Blue Jet Healthcare files draft papers with SEBI to raise funds via IPO

Mumbai-based pharmaceutical ingredients maker Blue Jet Healthcare Ltd has filed a draft red herring prospectus with Securities Exchange Board of India (SEBI) to raise funds via an initial public offering.

The IPO consists of a pure offer for sale of upto 21.68 million shares by its existing promoters and shareholders. Akshay Bansarilal Arora will sell around 18.37 million shares while Shiven Akshay Arora will offload upto 3.32 millions shares in the IPO.

Kotak Mahindra Capital, ICICI Securities and JP Morgan are the lead managers to the issue.

The company has manufacturing capabilities in contrast media intermediates and high-intensity sweeteners, including saccharin and its salts. Its operations are primarily organized in three product categories: contrast media intermediates, high intensity sweeteners, and pharma intermediates and active pharmaceutical ingredients.

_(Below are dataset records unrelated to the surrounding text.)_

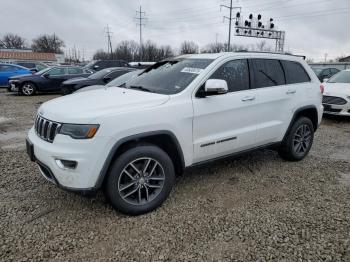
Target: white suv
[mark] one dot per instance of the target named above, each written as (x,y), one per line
(132,140)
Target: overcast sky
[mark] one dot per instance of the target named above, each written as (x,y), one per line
(313,27)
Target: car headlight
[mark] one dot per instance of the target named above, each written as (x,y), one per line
(78,131)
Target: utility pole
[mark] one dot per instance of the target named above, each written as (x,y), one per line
(140,16)
(230,21)
(109,42)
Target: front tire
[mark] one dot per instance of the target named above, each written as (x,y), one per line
(140,180)
(28,89)
(298,141)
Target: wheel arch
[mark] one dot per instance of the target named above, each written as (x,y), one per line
(307,111)
(165,139)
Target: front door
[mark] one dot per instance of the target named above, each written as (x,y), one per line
(226,123)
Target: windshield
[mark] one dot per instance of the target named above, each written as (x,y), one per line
(43,71)
(100,74)
(124,78)
(169,77)
(317,70)
(90,64)
(341,77)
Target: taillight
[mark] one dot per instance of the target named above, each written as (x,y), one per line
(321,89)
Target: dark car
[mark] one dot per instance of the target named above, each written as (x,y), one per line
(101,77)
(97,65)
(324,72)
(32,65)
(119,81)
(46,81)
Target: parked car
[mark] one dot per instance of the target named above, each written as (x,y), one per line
(336,97)
(323,73)
(182,112)
(32,65)
(97,65)
(9,70)
(45,81)
(101,77)
(141,65)
(119,81)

Contrast media are agents used in medical imaging to enhance the visibility of body tissues under X-rays, computed tomography (CT), magnetic resonance imaging (MRI) or ultrasound. Saccharin is primarily used in table-top sweeteners, oral care products such as toothpastes and mouthwashes, beverages (primarily soft-drinks), confectionary products (such as mints, candies, and bakery products), pharmaceutical products, food supplements and animal feeds.

Its pharma intermediate and API business primarily focuses on collaborating with innovator pharmaceutical companies and multinational generic pharmaceutical companies by providing them with pharma intermediates that serve as building blocks for APIs in chronic therapeutic areas, such as the cardiovascular system (CVS), oncology and central nervous system (CNS), including new chemical entities (NCEs).

Blue Jet Healthcare has three manufacturing facilities, which are located in Shahad (Unit I), Ambernath (Unit II) and Mahad (Unit III) in Maharashtra, with an annual installed capacity of 200.60 KL, 607.30 KL and 213.00 KL, respectively, as of March 2022. In FY21, it acquired a “greenfield” manufacturing site on a leasehold basis in Ambernath (Unit IV). Its total manufacturing capacity increased to 1020.90 KL as of FY22 from 230KL in FY18, according to the company’s DRHP filed with SEBI.

For FY22, the firm reported a revenue of Rs 683.47 crore against Rs 498.93 crore a year ago. Net profit for the year stood at Rs 181.59 crore versus Rs 135.79 crore last year. EBITDA margin for the year declined to 36.47 percent from 41.30 percent last year.